Structuring the acquisition or sale or restructuring

Transaction structuring

The structuring of purchase or sale transactions and their financing aimed at ensuring tax efficiency.

The structuring of transactions is aimed at ensuring tax efficiency.

Within restructuring of any capital groups, we support our Clients in mergers, demergers, in-kind contributions, disposals etc. M&A tax group support involves assistance in process planning, preparation of timeline, definition of any tax obligations and liabilities, applications for tax rulings, and ongoing tax advisory.

 

Our works include assistance in analysing possible acquisition/sale/restructuring and financing options as well as tax structuring of the purchase or sale transaction and its financing to ensure its tax efficiency. KPMG performs analysis of transaction-related tax liabilities including withholding tax on interest and dividends, thin capitalisation restrictions, companies’ substance, the impact of OECD and BEPS rules, GAAR clause and transfer-pricing obligations.

As part of our services we prepare a report (a strawman paper) that presents the main, relevant tax implications for the given transaction.

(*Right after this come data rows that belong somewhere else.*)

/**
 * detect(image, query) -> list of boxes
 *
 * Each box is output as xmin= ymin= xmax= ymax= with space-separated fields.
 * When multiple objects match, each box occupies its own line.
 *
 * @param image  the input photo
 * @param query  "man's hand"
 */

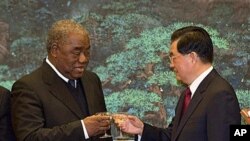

Our services include collaboration with the Investor’s legal advisors, which allows us to analyse and comment on the provisions contained in legal documents, including the share purchase agreement (SPA). Our works also include analysis of other transaction/restructuring documents. Based on the documents provided, we assist in identifying areas exposed to tax risk, and we propose amendments to provisions that might lead to unfavourable tax implications.

In respect of asset deals, the M&A tax team prepares an analysis of the status of assets for their proper qualification for VAT purposes, applications for tax rulings, price split, real estate tax analysis, VAT analysis, appropriate rates assignment as well as assistance in VAT recovery.